Бревно бесчувственное.
Если бы Костик угрожал кому-нибудь разоблачением через свой
журнал, Кира, скорее всего, об этом бы знала. Или он только собирался ей
сказать и именно за этим приехал? О том, что он собирается к ней, знали
несколько человек в редакции – значит, кто-то из них? Значит, кому-то из них
Костик угрожал разоблачением?
Да нет. Это какая-то чушь.
От того, что солнце грело щеку, и еще оттого, что машина
совсем не ехала, Сергею очень хотелось спать. Прошлую ночь он почти не спал –
караулил Киру, думал о Костике и страдал оттого, что она спит, а он обнимает
ее, как обнимал всегда, все пятнадцать лет, а вот теперь ничего нельзя.
Нельзя, потому что он – бывший муж. Никто. Чужой человек.
Это он-то чужой человек?!!
Когда она была беременна, ее рвало все девять месяцев так,
что она даже гулять не ходила, и, прибегая с работы, он наскоро ел – она в это
время дышала в окно, потому что не могла слышать запаха еды, – а потом сидел с
ней, держал ей голову, умывал, утешал и вел на улицу. С ним ее почему-то меньше
рвало, и они гуляли по три часа. А теперь он – чужой человек?!
Когда Тим родился, они по очереди держали его на руках –
полночи он, полночи она. Она – до трех часов, он – до шести. Утром приходили
мамы, его или ее, и Кира спала, а он уходил на работу и засыпал за столом, и
просыпался, когда голова падала и стукалась лбом о столешницу. Вечером его ждала
в ванной гора грязных пеленок, и он полоскал их – об автоматических стиральных
машинах и памперсах тогда еще никто не слышал, – полоскал и пел патриотические
песни, потому что, как только он переставал петь, сразу засыпал и нырял в
ванну. А теперь он – чужой человек?!
Когда Тиму было полтора года, он заболел, температура
поднялась почти до сорока. Пришел врач из районной поликлиники и сделал ему
укол, и остался сидеть, а температура все не падала, и врач сказал усталым
голосом, что, если она не упадет, Тима придется везти в больницу. Сергей был
один, Кира только-только устроилась на работу, и ее первым делом отправили в
командировку в Питер, и не поехать она не могла, хоть и переживала, и не
хотела. Весь день Тим провел с бабушкой, был весел и здоров, а под вечер
заболел. Сергей метался по квартире, ронял вещи, засовывал их куда-то, а потом
начинал бестолково и судорожно искать, как будто это могло помочь маленькому
Тиму, лежащему в жару, а потом он стал плакать, и Сергей носил его на руках, и
врач сказал, что это хороший признак – то, что он плачет.

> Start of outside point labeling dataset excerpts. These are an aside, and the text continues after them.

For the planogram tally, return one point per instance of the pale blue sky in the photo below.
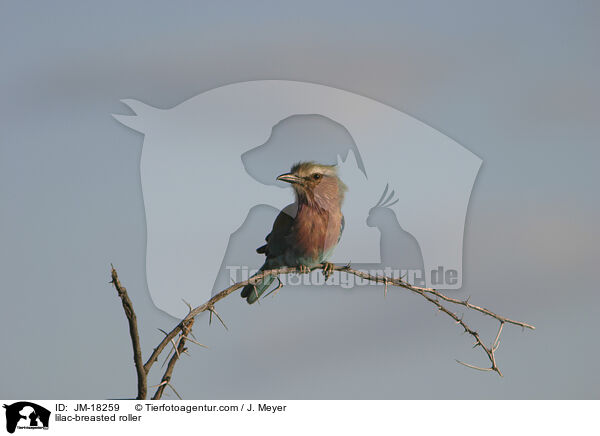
(514, 82)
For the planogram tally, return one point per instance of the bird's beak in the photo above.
(290, 178)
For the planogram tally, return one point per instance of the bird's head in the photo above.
(316, 183)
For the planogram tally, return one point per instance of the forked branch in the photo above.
(183, 329)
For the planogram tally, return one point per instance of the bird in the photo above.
(306, 232)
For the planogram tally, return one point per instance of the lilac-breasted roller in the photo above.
(308, 237)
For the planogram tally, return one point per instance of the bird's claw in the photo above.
(328, 269)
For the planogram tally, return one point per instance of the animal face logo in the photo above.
(208, 170)
(24, 414)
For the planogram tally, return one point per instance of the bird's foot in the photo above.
(303, 269)
(328, 269)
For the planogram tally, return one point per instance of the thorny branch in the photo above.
(183, 329)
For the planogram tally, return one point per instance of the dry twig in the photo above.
(184, 327)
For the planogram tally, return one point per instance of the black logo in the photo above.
(26, 415)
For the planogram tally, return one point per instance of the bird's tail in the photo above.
(252, 292)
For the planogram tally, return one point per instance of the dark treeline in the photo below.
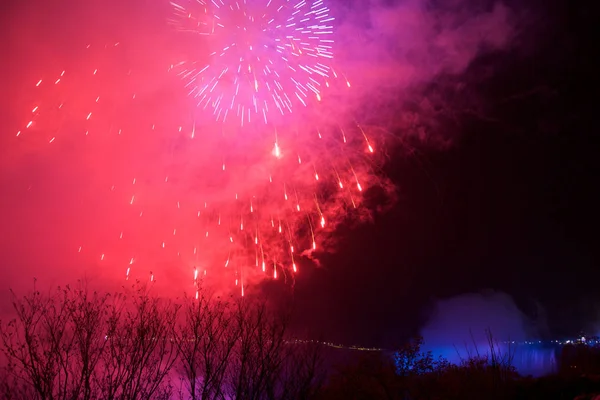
(74, 343)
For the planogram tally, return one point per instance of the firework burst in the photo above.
(253, 59)
(180, 198)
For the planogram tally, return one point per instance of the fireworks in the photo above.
(256, 58)
(184, 199)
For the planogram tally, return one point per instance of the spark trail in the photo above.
(264, 57)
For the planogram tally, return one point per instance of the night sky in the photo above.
(496, 191)
(511, 205)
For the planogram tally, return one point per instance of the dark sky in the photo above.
(498, 193)
(511, 205)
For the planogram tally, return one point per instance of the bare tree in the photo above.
(77, 344)
(266, 365)
(206, 337)
(53, 344)
(139, 352)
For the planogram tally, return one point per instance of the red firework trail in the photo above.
(188, 198)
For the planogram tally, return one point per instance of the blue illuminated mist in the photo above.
(458, 329)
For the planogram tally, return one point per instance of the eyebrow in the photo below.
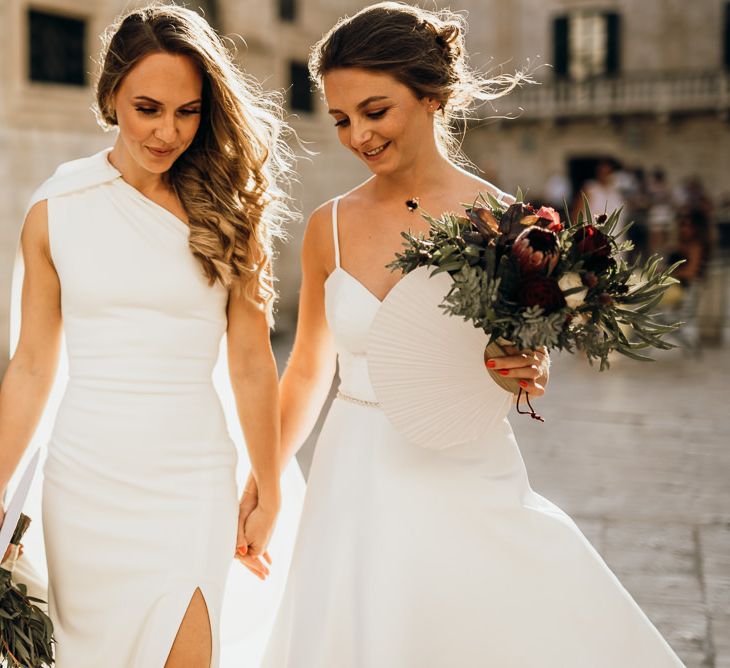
(153, 101)
(364, 103)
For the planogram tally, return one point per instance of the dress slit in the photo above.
(163, 624)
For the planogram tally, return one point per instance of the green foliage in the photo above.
(618, 302)
(26, 632)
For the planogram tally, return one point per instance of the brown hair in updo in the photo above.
(421, 49)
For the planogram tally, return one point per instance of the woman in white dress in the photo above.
(407, 557)
(146, 255)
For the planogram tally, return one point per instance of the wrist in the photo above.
(269, 499)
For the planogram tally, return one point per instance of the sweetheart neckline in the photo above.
(361, 284)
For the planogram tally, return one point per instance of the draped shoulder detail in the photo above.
(75, 176)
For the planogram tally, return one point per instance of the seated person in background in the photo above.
(693, 246)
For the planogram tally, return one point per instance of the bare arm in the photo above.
(29, 377)
(311, 368)
(255, 386)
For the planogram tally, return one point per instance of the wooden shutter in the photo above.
(613, 43)
(561, 45)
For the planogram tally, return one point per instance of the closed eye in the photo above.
(377, 114)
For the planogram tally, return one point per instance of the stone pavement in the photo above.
(639, 456)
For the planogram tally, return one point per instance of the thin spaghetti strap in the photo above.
(335, 234)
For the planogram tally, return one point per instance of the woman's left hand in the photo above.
(256, 563)
(531, 367)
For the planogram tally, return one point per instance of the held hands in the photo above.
(255, 526)
(531, 367)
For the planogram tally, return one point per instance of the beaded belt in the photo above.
(359, 402)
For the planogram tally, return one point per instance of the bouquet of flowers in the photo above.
(530, 280)
(26, 632)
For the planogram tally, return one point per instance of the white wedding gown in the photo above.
(140, 496)
(415, 558)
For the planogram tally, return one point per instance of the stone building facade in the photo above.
(643, 80)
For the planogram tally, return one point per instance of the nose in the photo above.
(360, 135)
(166, 130)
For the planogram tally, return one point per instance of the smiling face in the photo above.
(158, 110)
(379, 119)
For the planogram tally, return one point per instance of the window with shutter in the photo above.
(300, 91)
(56, 48)
(288, 10)
(586, 44)
(727, 35)
(560, 45)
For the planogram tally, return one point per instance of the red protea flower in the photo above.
(537, 249)
(484, 221)
(595, 246)
(541, 291)
(550, 217)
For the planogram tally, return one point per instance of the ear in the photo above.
(432, 105)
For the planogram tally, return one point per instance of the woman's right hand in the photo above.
(254, 562)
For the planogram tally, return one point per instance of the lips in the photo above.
(159, 152)
(376, 152)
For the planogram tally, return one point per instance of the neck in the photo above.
(420, 179)
(132, 172)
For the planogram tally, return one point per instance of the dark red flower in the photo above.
(590, 240)
(541, 291)
(537, 250)
(550, 215)
(590, 280)
(510, 225)
(484, 221)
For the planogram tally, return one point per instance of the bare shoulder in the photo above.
(318, 243)
(35, 227)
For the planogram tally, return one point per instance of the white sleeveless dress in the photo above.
(140, 497)
(415, 558)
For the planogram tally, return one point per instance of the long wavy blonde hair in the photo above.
(229, 179)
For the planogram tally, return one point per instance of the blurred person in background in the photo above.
(558, 191)
(661, 213)
(638, 206)
(603, 191)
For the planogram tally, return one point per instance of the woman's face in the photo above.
(379, 119)
(158, 109)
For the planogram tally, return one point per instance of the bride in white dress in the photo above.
(407, 557)
(145, 256)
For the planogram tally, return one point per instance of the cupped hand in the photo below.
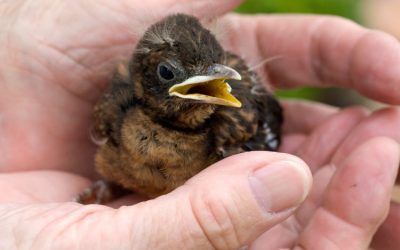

Температура и вправду
вскоре упала, обмякший Тим висел у него на плече и даже не плакал, а скулил,
тоненько, без остановки, Сергей совал ему яблочный сок, а он не пил, морщился,
отворачивался. Врач велел его поить, а у Сергея все никак не получалось. Утром
приехала Кира. Они к тому времени все же уснули на диване – Тим спал у Сергея
на животе, и лоб у него был холодный и влажный, а похудевшее за ночь личико
казалось странно взрослым. Кира накрыла их одеялом, примостилась рядом, и все
трое проснулись, когда за окнами были сумерки, и Тим моментально заорал
здоровым голодным криком, и стал слезать с Сергея, и за руку тащить его в кухню
– есть. И была во всем этом такая радость жизни, такой восторг, такое счастье,
что все обошлось, и Кира приехала, и Тим хочет есть и даже орет от этого, что
Сергей моментально полез к ней целоваться, и задрал на ней майку, и облапил
грудь, и потом все приставал к ней, пока она спешно готовила Тиму обед,
таскался за ней, дергал за волосы, щипал за попку, как в первом классе.